Quante volte ti è capitato, durante un colloquio, di ricevere domande scomode e personali, del tutto non inerenti al lavoro per cui eri in lizza? Al contrario di quanto si può pensare, la legge le vieta esplicitamente, queste domande, classificandole come vere e proprie discriminazioni sul lavoro.
Discriminazioni sul lavoro
Quando si fa un colloquio di lavoro si presuppone che quello che i recruiter devono valutare sia l’idoneità o meno a ricoprire quel determinato ruolo e a svolgere le mansioni che prevede, ma spesso non è così, o meglio, non solo. Infatti, oltre a testare la validità del CV inviato, chi si occupa della selezione del personale spesso fa domande ai propri candidati che possono fare da ago della bilancia per l’assunzione, che non c’entrano niente con il lavoro da svolgere. Si tratta di domande personali che, indistintamente dal sesso, ognuno si è sentito porre.
Va detto che le donne sono molto più soggette a questo tipo di interrogatori di carattere personale e a volte addirittura intimo, ma nemmeno gli uomini ne vengono esonerati. Dal lato loro, le aziende si giustificano dicendo che devono valutare il candidato anche in base alle inclinazioni e alla dedizione che potrebbero mettere o meno sul lavoro, ma le parole stanno a zero: queste domande sono discriminatorie, e la nostra legge le vieta esplicitamente. Ecco quali sono.
Domande che non possono farti a un colloquio
L’articolo 27 del Decreto Legislativo 198/2006 dice esplicitamente che è vietata “qualsiasi discriminazione fondata sul sesso per quanto riguarda l’accesso al lavoro, in forma subordinata, autonoma o in qualsiasi altra forma, indipendentemente dalle modalità di assunzione e qualunque sia il settore o il ramo di attività, a tutti i livelli della gerarchia professionale”. Ciò detto, purtroppo la realtà è ben diversa. Partiamo dalle domande sullo stato matrimoniale, sulla presenza di figli o la volontà di volerne, tutte queste sono vietate dal Codice delle Pari Opportunità, ma molte aziende se ne infischiano.
Allo stesso modo, il Dlgs 215/2003 e lo Statuto dei Lavoratori vietano di chiedere informazioni sull’ideologia politica o la fede religiosa. Anche le convinzioni personali (aderenza a sindacati, ecc.) dovrebbero rimanere al di fuori di un colloquio di lavoro, e a dirlo è l’art.2 del Dlgs 216/2003, mentre il Dlgs 276/03 tutela la salute fisica dei candidati, dicendo che, a meno che un problema fisico sia rilevante ai fini del lavoro da svolgere, il datore di lavoro non può fare domande sulla salute fisica o mentale del candidato.

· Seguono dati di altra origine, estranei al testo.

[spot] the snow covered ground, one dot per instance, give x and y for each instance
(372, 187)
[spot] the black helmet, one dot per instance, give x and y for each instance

Tutti hanno ricevuto almeno una di queste domande, e si è trovato, oltre che in imbarazzo, anche nella necessità di rispondere. Quando accade questo però, è bene sapere che, seppur queste siano discriminazioni difficili da provare, ci si può rivolgere all’Ispettorato Territoriale del Lavoro oppure allo Sportello Unico Digitale del Ministero del Lavoro alla sezione “Mezzi di ricorso disponibili contro la discriminazione sul lavoro”.